ABOUT a fortnight ago, three police officers - two warrant officers and a constable - appeared briefly in the Muizenberg Magistrate's Court on charges of theft and defeating the ends of justice before being released on bail of R300 each.
They had allegedly stolen dagga that had been confiscated at the scene of a murder in January and then sold it to drug dealers in Ocean View.
Oddly enough, it was these very same dealers who apparently reported the matter to the police. Quite what their motive for doing so was we cannot say. Perhaps they felt their line of work was difficult enough without bent cops giving them a bad name.
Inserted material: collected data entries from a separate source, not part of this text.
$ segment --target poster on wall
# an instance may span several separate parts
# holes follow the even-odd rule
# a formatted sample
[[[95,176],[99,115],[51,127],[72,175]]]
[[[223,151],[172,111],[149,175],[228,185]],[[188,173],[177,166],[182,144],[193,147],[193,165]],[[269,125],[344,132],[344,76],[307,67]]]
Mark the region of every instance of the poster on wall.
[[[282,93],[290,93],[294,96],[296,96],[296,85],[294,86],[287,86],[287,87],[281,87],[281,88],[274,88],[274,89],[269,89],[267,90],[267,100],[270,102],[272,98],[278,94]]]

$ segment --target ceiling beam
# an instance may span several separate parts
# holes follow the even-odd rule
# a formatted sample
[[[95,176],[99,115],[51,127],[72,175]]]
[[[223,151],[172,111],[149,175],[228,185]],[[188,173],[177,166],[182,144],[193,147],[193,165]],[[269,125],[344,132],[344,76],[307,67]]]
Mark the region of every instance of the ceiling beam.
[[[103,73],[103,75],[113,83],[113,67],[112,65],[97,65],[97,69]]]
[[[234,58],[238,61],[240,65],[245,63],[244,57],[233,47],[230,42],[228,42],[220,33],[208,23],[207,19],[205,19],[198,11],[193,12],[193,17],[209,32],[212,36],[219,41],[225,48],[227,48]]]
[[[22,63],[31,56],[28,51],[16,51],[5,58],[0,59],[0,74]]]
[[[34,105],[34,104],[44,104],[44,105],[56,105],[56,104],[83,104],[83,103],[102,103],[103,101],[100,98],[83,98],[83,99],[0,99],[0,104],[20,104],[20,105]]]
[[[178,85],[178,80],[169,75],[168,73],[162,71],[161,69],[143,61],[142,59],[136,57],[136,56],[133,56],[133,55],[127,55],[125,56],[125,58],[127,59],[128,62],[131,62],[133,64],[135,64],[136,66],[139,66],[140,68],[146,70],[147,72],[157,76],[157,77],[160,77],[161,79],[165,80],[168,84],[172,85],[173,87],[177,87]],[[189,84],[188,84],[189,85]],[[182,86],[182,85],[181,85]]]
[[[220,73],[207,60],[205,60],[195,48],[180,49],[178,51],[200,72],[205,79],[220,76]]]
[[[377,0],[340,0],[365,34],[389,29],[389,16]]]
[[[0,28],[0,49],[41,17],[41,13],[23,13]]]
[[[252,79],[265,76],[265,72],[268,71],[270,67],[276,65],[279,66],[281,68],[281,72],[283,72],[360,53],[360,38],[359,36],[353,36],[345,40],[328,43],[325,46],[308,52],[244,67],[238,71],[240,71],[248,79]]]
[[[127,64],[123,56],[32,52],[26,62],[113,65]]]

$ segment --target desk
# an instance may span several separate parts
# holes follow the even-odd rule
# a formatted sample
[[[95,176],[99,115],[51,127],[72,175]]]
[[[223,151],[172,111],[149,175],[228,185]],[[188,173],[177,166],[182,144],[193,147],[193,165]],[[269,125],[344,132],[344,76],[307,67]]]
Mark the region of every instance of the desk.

But an undercover operation was duly launched by the Western Cape anti-corruption unit and, after a six-week investigation, the men - aged 33, 43 and 47 - were arrested when they reported for duty at the local police station.
At roughly the same time, helicopters with the SA Police Service's national air wing - all very Biggles-like, isn't it? - were winding up a three-week operation to spray dagga plantations in the Eastern Cape with herbicides. More than 500 hectares in the Lusikisiki region had now been poisoned.
As SAPS spokesman Lieutenant-General Solomon Makgale put it, "Drugs have proven to be a very difficult plague to control, not only in South Africa, but throughout the world. These exercises literally nip the dagga problem in the bud."